Witnesses and heroes of the Haiti earthquake
The following witness accounts were collected on 23 January 2010 in the town of Gressier, at the displaced persons camp at the church of Saint Caterine – the same day Oxfam International installed a drinking water distribution tank in what is the start of an operation to reach more than 110,000 people.
Menard Meneles, 54 “My whole class has died. All my pupils, all of them”
Menard’s husband saw how the school where she teaches collapsed. The fact that his wife was already at home – that day she decided to leave work a little earlier – was not enough for him to maintain his composure when he witnessed that. “I have lost colleagues, many of them. And my whole class has died. All my pupils, all of them. They died when the building came down,” Menard says with a lump in her throat.
Menard, her husband and their three children now live in an improvised tent at the edge of the Saint Caterine churchyard. “This is terrible. An elderly woman died here, a few metres away. She had trouble breathing… and last week a baby… Of course, there’s nothing of anything here,” the teacher reflects ruefully in perfect English.
She recounts how she rushed out of her house when the earthquake occurred. How she kept bumping into everything that fell in her path: timber, glass, wrought iron. “That’s where these injuries came from,” and she points to her leg and forehead. And how she then discovered her house in ruins, the house that she had taken fifteen years to pay for and build after a bank had left her without any savings, as she says.

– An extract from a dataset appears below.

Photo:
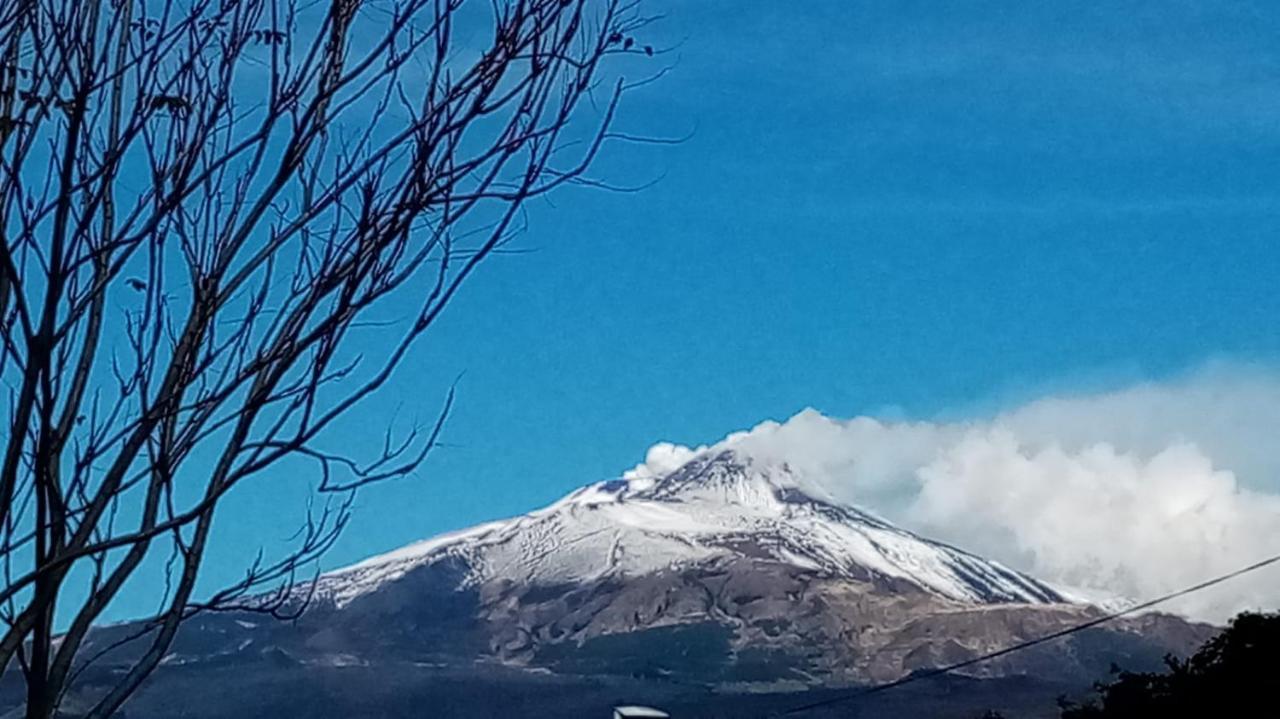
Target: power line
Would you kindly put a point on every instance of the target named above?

She and her family were able to retrieve some rice, a bit of maize, and a bit of this and that and they all went to the camp. “It’s impossible to get hold of anything here. Nobody has distributed food, only one agency came to give us soap and toothbrushes… and nobody uses brushes here.”
The black market has taken no time to flourish in the aftermath of the earthquake. “Everything has gone up in price, everything now is at least twice what it cost before. That is why, sometimes, when I wake up, I see that I’m missing a bag of rice, a bar of soap… Anything. But what can you do about it? You’ve seen what it’s like for us. People are desperate…,” Menard remarks charitably.

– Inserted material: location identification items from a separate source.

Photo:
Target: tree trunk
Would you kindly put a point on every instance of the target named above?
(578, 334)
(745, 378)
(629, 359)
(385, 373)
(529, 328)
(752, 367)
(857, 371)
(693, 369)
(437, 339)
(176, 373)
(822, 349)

Marlene Richard, 23 “They told me that shortly after everyone had got out of there, the building collapsed”
Marlene Richard is young, pretty and, because of that, a little vain. Maybe that is why, in the midst of hundreds of shacks, she keeps her – short and tight – denim dress impeccable, puts her hair up under a green headscarf and wears heels. She is, she was, a children’s nursery assistant. She was there, with the children, when it all happened. “Everything shook. We were frightened and we evacuated the nursery. I ran off in the direction of my house. My parents, my sisters and my little brother were there. Thankfully they are all okay, although we lost everything,” she recounts. After a while, Marlene received a call. “It was from the nursery. They told me that shortly after we had got out of there, the building collapsed.”
Marlene’s family lives a few meters away from what used to be their house. “We’re there next to it, but there’s nothing left of what we had. They’ve forced us to come here; but here there’s nothing. There’s no food, or water, or anything that we can use for shelter. No medicine either… and I have problems with my stomach,” she points out with an air of resignation.
Despite everything she does not stop smiling. She’s young. “What is needed to fix this situation?” she says. “You have to get out of this, of course. But the real solution is for the buildings to be rebuilt properly, with the right materials and the necessary infrastructure to withstand earthquakes. After that there has to be investment in two key areas: education and health. That, and ensuring that we can all eat every day,” she concludes perceptively. Marlene says goodbye, walks a few steps and looks back before shouting out: “And your country? What can your country do for us?”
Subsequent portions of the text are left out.